# becoming a professional golfer?



## Fryman (Aug 25, 2007)

Hi everyone. I have a few questions. I am 28 and started playing golf 2 years ago and am now addicted. I currently shoot in the mid to high 70's with no coaching or lessons besides watching the golf channel and other good players. I am seriously considering going to a school to become a golf pro. I want a career that I love and think this would be a great route for me. I would definitely love to become a golf pro but would really love to become a professional golfer. I don't get to play but maybe once a week in the summer currently, but believe that if i did attend a golf school with some instruction on a daily basis I could substantially lower my scores. I have always been very athletic and and willing to learn especially when it's something I love.

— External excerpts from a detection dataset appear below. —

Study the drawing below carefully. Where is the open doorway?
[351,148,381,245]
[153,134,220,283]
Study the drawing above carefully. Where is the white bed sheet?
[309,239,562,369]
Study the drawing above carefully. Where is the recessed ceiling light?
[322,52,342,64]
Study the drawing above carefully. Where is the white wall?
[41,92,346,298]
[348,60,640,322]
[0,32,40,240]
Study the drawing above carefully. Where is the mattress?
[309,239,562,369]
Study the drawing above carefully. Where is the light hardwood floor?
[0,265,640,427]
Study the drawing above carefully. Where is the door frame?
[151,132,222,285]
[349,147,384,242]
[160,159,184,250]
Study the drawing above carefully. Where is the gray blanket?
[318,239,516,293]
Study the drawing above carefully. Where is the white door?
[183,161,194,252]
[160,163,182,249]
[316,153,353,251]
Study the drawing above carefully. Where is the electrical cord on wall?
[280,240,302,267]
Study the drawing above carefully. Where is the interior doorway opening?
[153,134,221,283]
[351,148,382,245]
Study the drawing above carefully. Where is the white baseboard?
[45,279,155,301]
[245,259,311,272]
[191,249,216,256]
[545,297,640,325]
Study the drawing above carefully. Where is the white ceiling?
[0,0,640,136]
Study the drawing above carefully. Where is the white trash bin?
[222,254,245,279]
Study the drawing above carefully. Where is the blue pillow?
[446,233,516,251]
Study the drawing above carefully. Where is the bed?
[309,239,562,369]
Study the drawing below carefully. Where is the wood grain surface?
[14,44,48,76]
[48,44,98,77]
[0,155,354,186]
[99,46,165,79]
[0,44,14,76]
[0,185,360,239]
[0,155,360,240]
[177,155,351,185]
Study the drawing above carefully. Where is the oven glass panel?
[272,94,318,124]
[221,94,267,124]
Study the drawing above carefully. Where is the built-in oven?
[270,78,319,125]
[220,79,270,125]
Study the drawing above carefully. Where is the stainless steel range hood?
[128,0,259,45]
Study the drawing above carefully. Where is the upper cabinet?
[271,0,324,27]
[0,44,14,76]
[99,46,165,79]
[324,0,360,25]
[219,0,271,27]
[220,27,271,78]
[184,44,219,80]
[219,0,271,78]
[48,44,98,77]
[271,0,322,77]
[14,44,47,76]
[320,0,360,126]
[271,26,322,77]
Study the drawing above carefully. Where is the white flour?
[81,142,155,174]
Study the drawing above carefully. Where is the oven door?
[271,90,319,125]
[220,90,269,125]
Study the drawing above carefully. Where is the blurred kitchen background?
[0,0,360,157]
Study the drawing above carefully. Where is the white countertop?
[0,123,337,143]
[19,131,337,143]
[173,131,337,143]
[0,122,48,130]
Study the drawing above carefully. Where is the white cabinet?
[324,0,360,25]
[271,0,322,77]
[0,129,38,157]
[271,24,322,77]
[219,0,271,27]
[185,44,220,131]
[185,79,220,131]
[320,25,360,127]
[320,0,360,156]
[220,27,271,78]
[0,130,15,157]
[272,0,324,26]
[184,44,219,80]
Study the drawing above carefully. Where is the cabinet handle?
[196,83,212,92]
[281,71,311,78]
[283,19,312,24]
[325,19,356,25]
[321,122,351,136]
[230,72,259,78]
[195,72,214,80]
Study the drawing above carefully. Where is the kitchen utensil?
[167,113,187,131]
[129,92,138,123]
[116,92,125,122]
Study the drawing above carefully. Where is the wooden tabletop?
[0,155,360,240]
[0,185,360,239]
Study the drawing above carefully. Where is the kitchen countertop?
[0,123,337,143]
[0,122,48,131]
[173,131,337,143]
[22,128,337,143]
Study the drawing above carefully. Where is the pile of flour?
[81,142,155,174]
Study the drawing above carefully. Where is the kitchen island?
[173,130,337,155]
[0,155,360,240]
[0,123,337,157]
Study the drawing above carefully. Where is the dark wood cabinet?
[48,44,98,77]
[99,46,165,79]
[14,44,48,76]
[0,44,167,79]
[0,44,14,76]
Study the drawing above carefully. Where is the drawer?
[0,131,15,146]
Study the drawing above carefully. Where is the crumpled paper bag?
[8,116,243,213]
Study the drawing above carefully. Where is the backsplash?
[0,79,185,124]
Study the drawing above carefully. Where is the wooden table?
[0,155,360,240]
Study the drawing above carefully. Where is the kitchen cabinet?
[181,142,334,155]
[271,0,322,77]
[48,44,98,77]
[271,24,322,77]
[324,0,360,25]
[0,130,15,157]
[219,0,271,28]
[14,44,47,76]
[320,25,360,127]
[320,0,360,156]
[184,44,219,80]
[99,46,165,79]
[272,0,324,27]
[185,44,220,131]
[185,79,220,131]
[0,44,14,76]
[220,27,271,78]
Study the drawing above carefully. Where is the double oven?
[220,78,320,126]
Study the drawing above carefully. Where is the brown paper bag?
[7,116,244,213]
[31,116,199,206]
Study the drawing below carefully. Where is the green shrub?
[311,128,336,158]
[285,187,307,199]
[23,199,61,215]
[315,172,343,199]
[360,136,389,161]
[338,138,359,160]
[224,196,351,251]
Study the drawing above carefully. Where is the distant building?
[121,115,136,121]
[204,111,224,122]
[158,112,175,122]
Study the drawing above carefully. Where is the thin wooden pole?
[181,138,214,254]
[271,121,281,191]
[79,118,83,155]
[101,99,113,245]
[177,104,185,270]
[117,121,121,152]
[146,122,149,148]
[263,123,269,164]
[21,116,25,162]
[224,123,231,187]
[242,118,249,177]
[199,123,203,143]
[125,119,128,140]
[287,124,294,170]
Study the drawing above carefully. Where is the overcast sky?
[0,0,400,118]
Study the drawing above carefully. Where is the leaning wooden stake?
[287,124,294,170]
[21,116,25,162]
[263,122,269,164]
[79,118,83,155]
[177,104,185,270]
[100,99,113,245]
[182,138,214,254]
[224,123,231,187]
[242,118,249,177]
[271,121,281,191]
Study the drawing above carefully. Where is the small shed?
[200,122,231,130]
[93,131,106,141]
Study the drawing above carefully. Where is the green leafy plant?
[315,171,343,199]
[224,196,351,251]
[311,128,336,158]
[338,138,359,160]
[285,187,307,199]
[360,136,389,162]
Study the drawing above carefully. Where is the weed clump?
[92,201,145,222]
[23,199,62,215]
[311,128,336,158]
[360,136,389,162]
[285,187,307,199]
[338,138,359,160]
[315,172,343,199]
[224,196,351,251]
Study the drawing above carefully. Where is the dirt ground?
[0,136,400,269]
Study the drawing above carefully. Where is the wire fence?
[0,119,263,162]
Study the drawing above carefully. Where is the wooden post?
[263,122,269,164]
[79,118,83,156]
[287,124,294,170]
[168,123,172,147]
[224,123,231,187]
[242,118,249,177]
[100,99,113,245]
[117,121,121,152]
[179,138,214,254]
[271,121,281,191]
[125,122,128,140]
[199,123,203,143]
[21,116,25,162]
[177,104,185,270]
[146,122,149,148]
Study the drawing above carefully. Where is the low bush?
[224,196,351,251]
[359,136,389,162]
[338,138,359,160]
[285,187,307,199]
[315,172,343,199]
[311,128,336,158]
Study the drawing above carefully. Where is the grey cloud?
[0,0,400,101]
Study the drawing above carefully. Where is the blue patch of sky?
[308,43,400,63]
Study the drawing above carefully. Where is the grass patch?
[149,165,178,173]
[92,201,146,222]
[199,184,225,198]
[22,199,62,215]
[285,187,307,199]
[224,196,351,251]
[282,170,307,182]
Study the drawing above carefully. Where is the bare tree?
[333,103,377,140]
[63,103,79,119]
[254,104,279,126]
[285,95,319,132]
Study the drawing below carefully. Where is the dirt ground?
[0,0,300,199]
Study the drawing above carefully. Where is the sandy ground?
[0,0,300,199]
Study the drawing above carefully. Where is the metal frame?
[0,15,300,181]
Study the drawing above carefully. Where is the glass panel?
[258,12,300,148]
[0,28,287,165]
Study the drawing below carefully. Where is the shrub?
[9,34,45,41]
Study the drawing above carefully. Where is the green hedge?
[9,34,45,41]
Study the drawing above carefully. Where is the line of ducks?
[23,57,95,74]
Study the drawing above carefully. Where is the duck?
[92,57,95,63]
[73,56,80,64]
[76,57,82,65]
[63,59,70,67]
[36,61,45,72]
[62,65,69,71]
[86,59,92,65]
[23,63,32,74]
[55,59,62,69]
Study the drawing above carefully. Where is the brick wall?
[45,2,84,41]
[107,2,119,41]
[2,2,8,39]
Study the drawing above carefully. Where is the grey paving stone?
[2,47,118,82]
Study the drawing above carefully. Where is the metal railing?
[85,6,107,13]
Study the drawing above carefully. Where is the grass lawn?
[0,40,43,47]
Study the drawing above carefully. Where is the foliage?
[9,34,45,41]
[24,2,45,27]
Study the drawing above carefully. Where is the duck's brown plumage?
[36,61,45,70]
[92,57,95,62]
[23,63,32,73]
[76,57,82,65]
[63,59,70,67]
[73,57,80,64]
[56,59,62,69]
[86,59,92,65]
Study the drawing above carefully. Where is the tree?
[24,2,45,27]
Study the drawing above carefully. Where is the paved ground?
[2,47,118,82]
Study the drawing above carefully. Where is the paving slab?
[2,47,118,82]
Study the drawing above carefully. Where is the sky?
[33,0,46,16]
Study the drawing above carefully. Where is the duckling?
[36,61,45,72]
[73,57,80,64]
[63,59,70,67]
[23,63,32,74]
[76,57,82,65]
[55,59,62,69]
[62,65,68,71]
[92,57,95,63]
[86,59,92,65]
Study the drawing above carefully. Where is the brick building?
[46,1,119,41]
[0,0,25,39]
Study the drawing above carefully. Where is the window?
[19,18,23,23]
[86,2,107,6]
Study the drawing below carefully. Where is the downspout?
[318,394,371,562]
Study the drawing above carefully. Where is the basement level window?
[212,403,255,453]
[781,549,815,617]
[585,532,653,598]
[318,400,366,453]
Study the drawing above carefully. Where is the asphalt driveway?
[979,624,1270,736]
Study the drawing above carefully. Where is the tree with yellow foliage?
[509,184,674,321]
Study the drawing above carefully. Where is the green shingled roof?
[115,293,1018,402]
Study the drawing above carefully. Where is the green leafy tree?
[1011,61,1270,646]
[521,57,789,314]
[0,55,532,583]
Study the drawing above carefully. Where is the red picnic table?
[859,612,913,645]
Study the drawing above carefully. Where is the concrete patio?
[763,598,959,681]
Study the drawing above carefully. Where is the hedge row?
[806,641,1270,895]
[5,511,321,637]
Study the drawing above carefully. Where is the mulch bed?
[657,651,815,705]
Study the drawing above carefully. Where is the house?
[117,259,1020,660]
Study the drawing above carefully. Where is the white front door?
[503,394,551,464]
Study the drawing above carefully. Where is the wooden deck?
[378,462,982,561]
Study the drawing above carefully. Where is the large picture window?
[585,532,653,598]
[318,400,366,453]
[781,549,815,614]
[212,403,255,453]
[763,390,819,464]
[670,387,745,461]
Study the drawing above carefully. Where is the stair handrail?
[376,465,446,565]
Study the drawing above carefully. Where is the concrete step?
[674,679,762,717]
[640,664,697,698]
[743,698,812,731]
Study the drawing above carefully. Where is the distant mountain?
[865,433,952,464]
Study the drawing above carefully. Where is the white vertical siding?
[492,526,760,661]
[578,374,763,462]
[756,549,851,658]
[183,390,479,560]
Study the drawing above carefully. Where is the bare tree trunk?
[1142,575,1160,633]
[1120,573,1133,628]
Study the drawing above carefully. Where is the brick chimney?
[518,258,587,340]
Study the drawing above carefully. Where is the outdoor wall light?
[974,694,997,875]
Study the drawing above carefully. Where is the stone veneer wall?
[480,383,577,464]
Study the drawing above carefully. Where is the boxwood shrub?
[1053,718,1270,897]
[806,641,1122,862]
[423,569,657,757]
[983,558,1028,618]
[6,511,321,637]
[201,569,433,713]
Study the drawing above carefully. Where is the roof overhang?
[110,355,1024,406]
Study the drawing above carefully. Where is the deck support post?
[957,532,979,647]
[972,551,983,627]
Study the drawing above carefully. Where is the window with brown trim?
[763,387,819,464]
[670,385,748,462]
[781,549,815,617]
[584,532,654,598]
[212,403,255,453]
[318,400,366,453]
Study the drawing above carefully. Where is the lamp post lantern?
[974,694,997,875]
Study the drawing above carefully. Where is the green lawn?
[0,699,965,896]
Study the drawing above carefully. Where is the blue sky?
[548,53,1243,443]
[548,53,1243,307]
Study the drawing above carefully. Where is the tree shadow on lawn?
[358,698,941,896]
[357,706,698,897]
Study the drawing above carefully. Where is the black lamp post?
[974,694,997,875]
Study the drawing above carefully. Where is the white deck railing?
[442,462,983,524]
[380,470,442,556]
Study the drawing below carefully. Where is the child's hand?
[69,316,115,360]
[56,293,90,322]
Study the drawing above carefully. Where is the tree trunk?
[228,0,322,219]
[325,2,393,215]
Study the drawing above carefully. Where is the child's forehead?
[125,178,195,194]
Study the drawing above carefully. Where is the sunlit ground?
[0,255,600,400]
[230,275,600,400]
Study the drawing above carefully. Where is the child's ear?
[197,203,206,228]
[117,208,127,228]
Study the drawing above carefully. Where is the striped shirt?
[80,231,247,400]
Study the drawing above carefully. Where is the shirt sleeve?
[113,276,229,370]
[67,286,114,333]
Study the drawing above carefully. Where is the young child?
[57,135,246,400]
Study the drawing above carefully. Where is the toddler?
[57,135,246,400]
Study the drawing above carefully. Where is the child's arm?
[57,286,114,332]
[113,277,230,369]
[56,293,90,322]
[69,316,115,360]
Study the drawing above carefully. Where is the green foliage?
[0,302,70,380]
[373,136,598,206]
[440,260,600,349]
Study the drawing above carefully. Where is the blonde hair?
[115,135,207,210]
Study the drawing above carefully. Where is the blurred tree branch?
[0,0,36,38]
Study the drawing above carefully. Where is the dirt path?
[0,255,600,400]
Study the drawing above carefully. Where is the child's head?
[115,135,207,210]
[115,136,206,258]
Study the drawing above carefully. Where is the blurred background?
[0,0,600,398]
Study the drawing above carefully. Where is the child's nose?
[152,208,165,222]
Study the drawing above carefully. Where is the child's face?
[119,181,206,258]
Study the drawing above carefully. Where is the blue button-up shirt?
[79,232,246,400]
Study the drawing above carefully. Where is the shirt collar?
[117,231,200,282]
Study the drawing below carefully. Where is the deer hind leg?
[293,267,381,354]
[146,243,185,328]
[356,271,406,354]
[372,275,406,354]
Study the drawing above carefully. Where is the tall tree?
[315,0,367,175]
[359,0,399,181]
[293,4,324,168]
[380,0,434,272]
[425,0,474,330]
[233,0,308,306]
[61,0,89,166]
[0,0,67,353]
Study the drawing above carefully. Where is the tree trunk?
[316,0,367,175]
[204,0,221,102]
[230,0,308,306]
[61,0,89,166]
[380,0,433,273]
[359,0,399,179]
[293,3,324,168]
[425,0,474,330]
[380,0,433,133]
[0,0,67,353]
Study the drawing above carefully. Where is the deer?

My question is, do you think that I have a chance or is this a long shot?


----------



## U Grooves (Feb 13, 2007)

Im not going to lie to you. It is a long shot to become a "tour pro". However, if you are aiming to become a Club Professional, then by all means, do what it takes. It is obviously something you love, so why not go for it. Im 16, and my motto for my golf is "Aim for the moon, because even if you miss you'll land among the stars" and i hope you can take that attitude into your aspirations to become a professional golfer. Who knows..i might be playing on tour along side you one day. Best of luck.


----------



## Golfbum (Oct 14, 2006)

There is nothing wrong with having lofty goals in life.
However, you must realize that becoming a teaching pro involves the schooling, then working as an assistant. Assistant Pros are low paying jobs most of the time. Heck Club Pro's jobs sometimes do not pay all that well unless you work at a private club. Giving lessons on the side helps supplement your income.
My advice to you would be this. Go talk to a Club Pro or a PGA Teaching Pro and ask what is involved. I personally know three CPGA Teaching Pro and none of them work at golf courses anymore.


----------



## blue3715 (Aug 29, 2006)

Look up the pga website for the local chapter near you. You should be able to get a coach, and enter some local amateur events and qualifiers. See how you stack up and play in those.

Mid 70's won't be good enough. Do you play the back tees? Can you shoot <70 from time to time? If not, you should not even think about it.. unless you get a good coach to improve your game.


----------